Le Samouraï virtuel de Neal Stephenson (1992)
Un hacker, accessoirement livreur de pizza pour la mafia, se connecte à un metaverse et se retrouve en possession de données sensibles : un langage sumérien capable d’influencer le cerveau de ceux qui l’entendent. Dans un contexte d’Amérique ruinée, soumise aux sectes religieuses, aux entreprises privées et aux organisations criminelles, les révélations d’un plan secret pour contrôler les esprits deviennent un enjeu narratif marquant. Dystopie colorée de cyberpunk, Le Samouraï virtuel mérite d’être découvert, de même que sa suite thématique, L’Âge de diamant, toujours signée Neal Stephenson.
La Cité des permutants de Greg Egan (1994)
Vanilla Sky, Passé virtuel, Matrix… La fin des années 1990 et le début des années 2000 ont vu l’éclosion d’œuvre explorant des simulations virtuelles complètes. Un roman de Greg Egan, La Cité des permutants, anticipe ce phénomène, en imaginant le « téléchargement » de cerveaux humains dans un environnement virtuel, permettant l’immortalité. Présentant une société ravagée par la pollution, où l’échange de données est un enjeu majeur, ce roman d’anticipation contestataire n’a pas pris une ride en 2025…
Carbone modifié de Richard Morgan (2002)
Reconnu à l’international grâce à son adaptation Netflix (Altered Carbon), Carbone modifié est d’abord et avant tout l’un des emblèmes littéraires du cyberpunk moderne, qu’on a tendance à appeler postcyberpunk. Premier tome d’une saga consacré à Takeshi Kovacs, le livre nous plonge dans un monde où la résurrection numérique est possible, le corps devenant une simple enveloppe « d’âmes » stockées sur des serveurs entre deux incarnations. Ce concept narratif fort se prolonge avec une intrigue digne d’un polar, le héros devant enquêter sur des meurtres commis dans le milieu de la prostitution et du trafic cybernétique.

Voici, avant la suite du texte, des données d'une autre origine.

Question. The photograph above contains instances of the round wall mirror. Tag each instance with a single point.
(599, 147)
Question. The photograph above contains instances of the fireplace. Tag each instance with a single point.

Plus optimiste, par certains côtés, que ses prédécesseurs cyberpunk, Richard Morgan se révèle maître du livre hybride entre thriller et science-fiction avec cette saga.
La Maison des derviches de Ian McDonald (2010)
Désignant aujourd’hui des romans de genres très différents, le terme « cyberpunk » peut être thématiquement rattaché à La Maison des derviches, qui nous plonge dans une Istanbul futuriste, caniculaire, avec comme point de départ un attentat sans victime dont sont témoins les personnages mis en scène dans le récit. Petit à petit, Ian McDonald dévoile que la bombe a en réalité permis de relâcher des nanoparticules déclenchant diverses manifestations hallucinatoires chez ceux qui les ont respirées. Et livre au passage un foisonnant roman, à la fois exotique et post-moderne, interrogeant notre rapport à la religion, notamment.
Le Goût de l’Immortalité de Catherine Dufour (2005)
Mêlant récit épistolaire, dystopie à base de corps et d’esprits génétiquement modifiés et roman exotique – son intrigue se déroule dans une version futuriste de Harbin, au nord de la Chine – Le Goût de l’Immortalité raconte une pandémie, une guerre larvée, la montée des fanatismes religieux, et surtout la quête de sens dans un monde affolé. Aussi brillante qu’effrayante, l’œuvre de Catherine Dufour figure parmi les meilleurs livres de science-fiction français de ces vingt dernières années. Tous genres confondus.